Tutte qualità che Sky ha messo in campo, quando ha proposto il "Romanzo criminale" sulla banda della Magliana.
«Vero. Poi però ha subito mollato, e ha concentrato le attenzioni su reality come "Masterchef", che anche quest’anno sarà basato sull’umiliazione dei concorrenti. Roba che se andasse in onda in diretta, scivolerebbe subito in rissa. È forse questo, che ci dovrebbe piacere?».
Lo chiedo a lei: esiste in Italia un personaggio, o un programma, sul quale è disposto a puntare senza riserve per la prossima stagione?
«A parte Paolo Bonolis, che è un fuoriclasse indiscutibile, e Milena Gabanelli, che vedrei benissimo nei palinsesti Mediaset a portare un po’ di vita e polemiche, faccio il nome di una giovane giornalista: si chiama Mia Ceran, ed è l’inviata politica di Telese a "In onda". Quando sono andato ospite, ho preteso dal conduttore che fosse fatta sedere in studio accanto a me. È preparata, seria. Le manca soltanto di atteggiarsi da prima della classe, come fece a suo tempo Lilli Gruber».
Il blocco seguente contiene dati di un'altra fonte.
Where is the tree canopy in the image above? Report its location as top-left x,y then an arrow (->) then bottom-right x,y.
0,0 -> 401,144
Per il resto, giura Freccero, «prepariamoci in tv a lunghi mesi di calma piatta». Anche i telegiornali, dice, sono diventati «un prodotto stanco, inattuale», tant’è che li cancellerebbe dalle tv commerciali. E dopo aver lodato la tenuta di "Striscia la notizia" e "Le iene", «clamorosi esempi di tv antegrillina», scaglia il suo ultimo sasso: «Dato che ho un po’ di tempo libero, da pensionato, vorrei intervistare di persona Silvio Berlusconi. Ci immaginate, io e lui, faccia a faccia, a ricordare e raccontare tante cose? Sorprese e share, di certo, non mancherebbero».